Soruşturma sırasında, çalındığı belirlenen kimlik bilgisi sayısının o tarihte kamuoyuna yansıdığı şekliyle 50 milyon olmadığı öğrenildi. Sızdırılan TC kimlik numaraları, doğum tarihleri, nüfusa kayıtlı oldukları yer, anne-baba isimleri ve adreslerinin YSK listelerindeki bilgilerle karşılaştırılması yapıldı. Bazı adres bilgilerinin eşleşmediği görüldü. YSK listelerindeki adres bilgilerinin, internete sızdırılan bilgilerde farklı olması, hırsızlığın farklı bir adresten yapılma ihtimalini ortaya çıkardı. Bu kez bu bilgilerin bulunabileceği farklı kurumlar araştırıldı. Bu inceleme sırasında TRMER’deki bilgilerle sızan bilgilerin örtüştüğü belirlendi. YSK’nın güçlü bir güvenlik programıyla korunduğu bilindiği için eğer bilgiler buradan çalındıysa hacklenerek çalınmış olabileceği değerlendirilmişti.
FETÖ DE ÇIKABİLİR SANAL KORSAN DA
TRMER’deki kimlik bilgilerinin çalındığı tespiti soruşturma sonunda netleşirse, bu birimde görevli personelle ilgili soruşturmanın genişletileceği belirtiliyor.

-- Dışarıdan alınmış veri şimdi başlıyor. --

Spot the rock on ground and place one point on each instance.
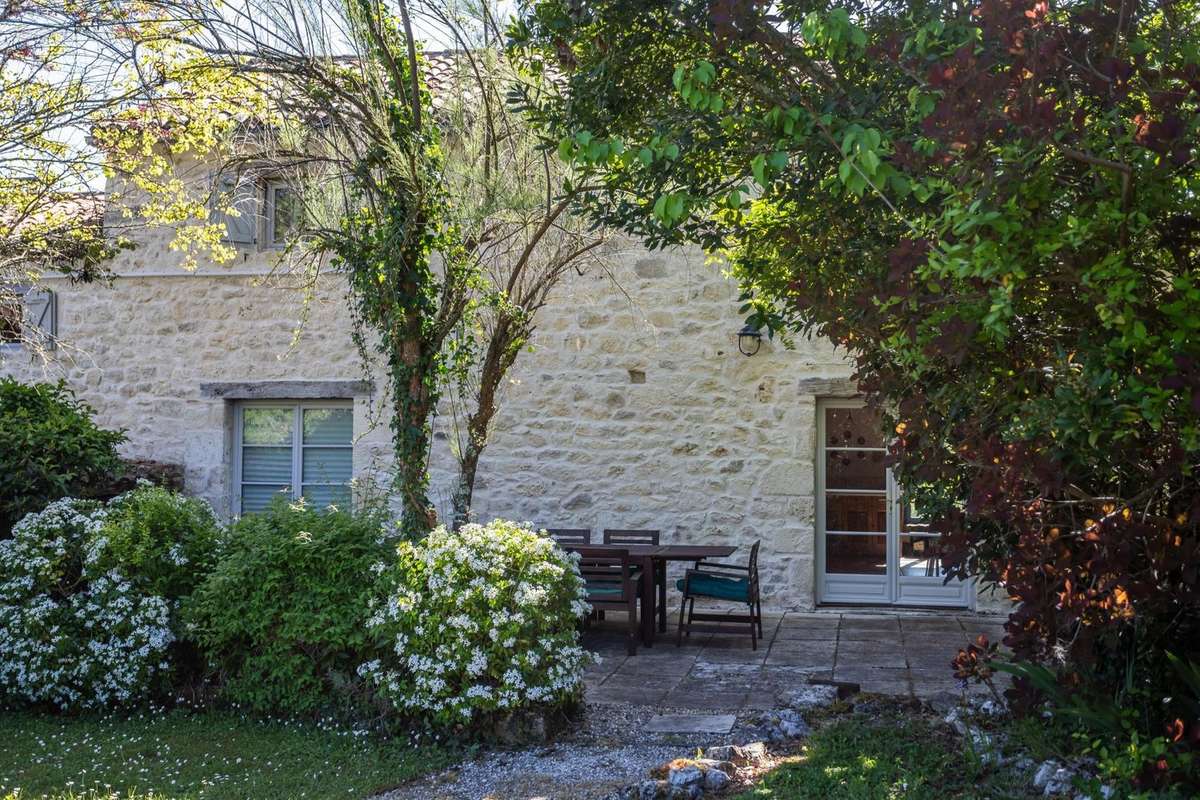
(562, 773)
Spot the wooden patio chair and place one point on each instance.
(611, 582)
(636, 536)
(570, 535)
(726, 582)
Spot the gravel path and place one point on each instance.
(570, 771)
(606, 752)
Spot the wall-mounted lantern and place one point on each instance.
(749, 340)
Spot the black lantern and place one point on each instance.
(749, 340)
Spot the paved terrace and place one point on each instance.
(891, 654)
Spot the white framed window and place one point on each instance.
(285, 214)
(297, 449)
(241, 193)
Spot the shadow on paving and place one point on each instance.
(885, 654)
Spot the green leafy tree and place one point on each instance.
(991, 206)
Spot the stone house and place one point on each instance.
(636, 408)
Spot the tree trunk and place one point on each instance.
(499, 356)
(414, 394)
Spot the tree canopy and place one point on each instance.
(991, 205)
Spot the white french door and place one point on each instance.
(871, 549)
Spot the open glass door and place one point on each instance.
(871, 549)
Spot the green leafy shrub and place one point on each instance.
(479, 620)
(166, 539)
(72, 633)
(90, 597)
(282, 617)
(49, 449)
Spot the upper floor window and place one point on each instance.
(285, 214)
(303, 449)
(271, 212)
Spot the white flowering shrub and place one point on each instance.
(75, 633)
(479, 620)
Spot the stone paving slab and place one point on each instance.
(719, 723)
(893, 654)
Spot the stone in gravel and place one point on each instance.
(741, 755)
(690, 723)
(1061, 782)
(785, 723)
(715, 780)
(687, 775)
(954, 719)
(1045, 774)
(809, 697)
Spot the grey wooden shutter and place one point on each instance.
(243, 196)
(41, 311)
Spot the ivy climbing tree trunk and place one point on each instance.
(497, 360)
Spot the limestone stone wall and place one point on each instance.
(634, 409)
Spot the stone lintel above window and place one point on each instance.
(288, 390)
(829, 386)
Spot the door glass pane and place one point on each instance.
(865, 512)
(255, 498)
(267, 464)
(852, 427)
(328, 426)
(267, 426)
(327, 464)
(856, 469)
(919, 557)
(856, 554)
(327, 495)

Türk Ceza Kanunu’nun (TCK) “Verileri hukuka aykırı olarak verme veya ele geçirme” başlıklı 136. ve “Bilişim sistemine girme” başlıklı 243. maddeleri kapsamında yürütülen soruşturmada, FETÖ ihtimali de değerlendiriliyor. Kimlik bilgilerinin para için de çalınmış olma ihtimalinin söz konusu olduğu belirtiliyor. Bir kişisel verinin en az 20 dolar civarında satılabildiği derin internet piyasasında, sanal korsanların da bu suçu işlemiş olabileceği ifade ediliyor.